So there you have it. Jamie Oliver is the Christmas number one. An incredible achievement. Albeit a little cliché given he's done it twice before. But now he's done it for a third time - one better than Ms Delia Smith and one better then whoever it that "writes" ("compiles" perhaps?) Guinness World Records.

Last week, then, his Jamie's 30-minute Meals sold 149,000-odd copies, bringing it's life sales to 1.1m, which makes it officially the bestselling hardback non-fiction book since records began. And it ain't even been on sale for three months yet :O

However, a word on the ol' "since records began" bit. Records began only as recently as 1998 and, well, a lot of hardback books were published before 1998. Like The Bible, for one, which no doubt has sold more copies in the UK than Jamie's 30-minute Meals since copies started rolling off that Caxton fellow's printing press in the late 15th century. And someone else with Godly traits, Delia Smith, whose Winter Collection (first published in 1995) has sold 2m copies and counting (according to Ebury, her publishers). Still, technicalities aside, Jamie's 30-minute Meals' 1.1m life sales clocked up in under three months is an impressive achievement - a record breaking one, regardless.

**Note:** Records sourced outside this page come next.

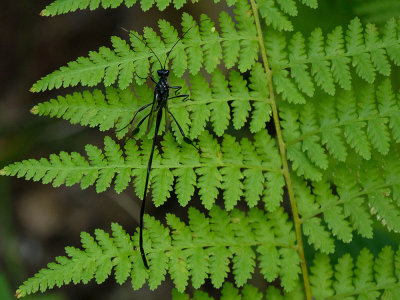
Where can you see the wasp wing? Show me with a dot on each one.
(152, 113)
(167, 119)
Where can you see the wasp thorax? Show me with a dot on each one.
(163, 73)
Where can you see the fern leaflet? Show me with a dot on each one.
(201, 250)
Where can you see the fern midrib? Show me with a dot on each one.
(155, 166)
(339, 124)
(133, 107)
(282, 149)
(277, 68)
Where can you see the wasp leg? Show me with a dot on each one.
(139, 110)
(185, 139)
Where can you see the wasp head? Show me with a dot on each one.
(163, 73)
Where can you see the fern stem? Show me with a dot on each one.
(282, 150)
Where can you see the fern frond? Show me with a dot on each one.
(365, 122)
(203, 45)
(247, 292)
(257, 164)
(326, 65)
(198, 251)
(59, 7)
(275, 13)
(377, 11)
(115, 108)
(371, 192)
(365, 279)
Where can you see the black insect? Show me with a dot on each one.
(158, 106)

The Surprise Christmas Hit of the Year, the meerkat's A Simples Life was the next most popular purchase at UK booksellers last week, which presumables means a lot of peoples will be getting copies of famous meerkat book in Christmas stocking. And presumables a lot of peoples will be return precious meerkat memoir to bookshops all down and up the Uniteds Kingdom after Christmas time for exchanging with proper book instead. Just take book to man behind till, ask to exchanged for Marcel Proust, get Proust book. Simples!

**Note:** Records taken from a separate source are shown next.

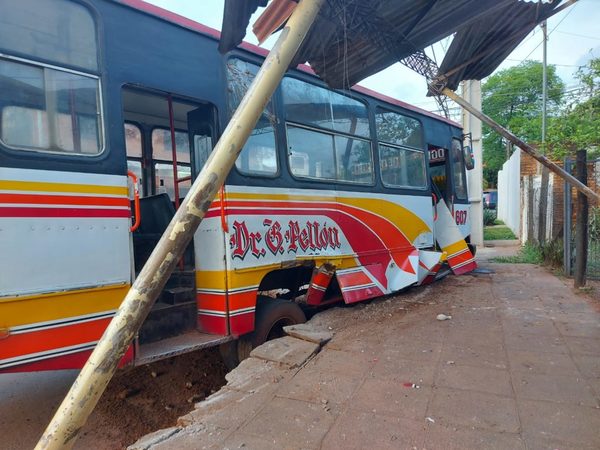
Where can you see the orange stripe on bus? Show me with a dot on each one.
(242, 300)
(215, 302)
(53, 338)
(63, 200)
(354, 279)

Which got me thinking, what is the most returned book in the UK? And I'm not counting libraries, here, I mean returned to bookshops in exchange for something else. Perhaps something like Franzen's Freedom, or Frey's A Million Little Pieces or How Opal Mehta... for reasons that the texts contained printing errors/was full of sh*t/was full of plagiarism. Or perhaps it isa massive-selling Chrimbo book like a Guinness World Records or a Peter Kay? Or Perhaps it is an A-Z of London bought by peeps who only need to use it once.

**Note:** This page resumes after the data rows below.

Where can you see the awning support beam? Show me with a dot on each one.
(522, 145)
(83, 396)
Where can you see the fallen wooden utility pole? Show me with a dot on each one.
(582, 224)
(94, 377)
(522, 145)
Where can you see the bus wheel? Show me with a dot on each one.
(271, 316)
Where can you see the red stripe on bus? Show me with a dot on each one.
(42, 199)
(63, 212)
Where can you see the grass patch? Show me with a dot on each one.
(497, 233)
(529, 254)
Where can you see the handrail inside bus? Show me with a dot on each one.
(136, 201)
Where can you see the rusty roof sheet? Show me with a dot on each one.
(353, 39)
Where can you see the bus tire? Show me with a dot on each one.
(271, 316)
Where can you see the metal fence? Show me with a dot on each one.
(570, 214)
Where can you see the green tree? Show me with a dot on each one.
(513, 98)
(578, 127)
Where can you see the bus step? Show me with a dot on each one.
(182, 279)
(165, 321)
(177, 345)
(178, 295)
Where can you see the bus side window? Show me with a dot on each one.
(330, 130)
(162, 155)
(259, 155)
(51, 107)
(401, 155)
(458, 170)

Or perhaps it is Lilian Harry's PS, I Love You - returned by folk who were looking for Cecelia Ahern's book of the same name? Or perhaps it is The Da Vinci Code as lots of peeps have already read it about five years ago so please, please stop giving me copies for Christmas or my birthday or maybe I haven't read it at all and I'll buy a copy to see what all the fuss is about and when I get back home I discover oh I already had a copy of The Da Vinci Code on the shelf after all and I must have read it already and oh yeah I do remember reading it as it was the story of that Tom Hanks chap running around cathedrals and symbols and whatnot and something to do with Mary.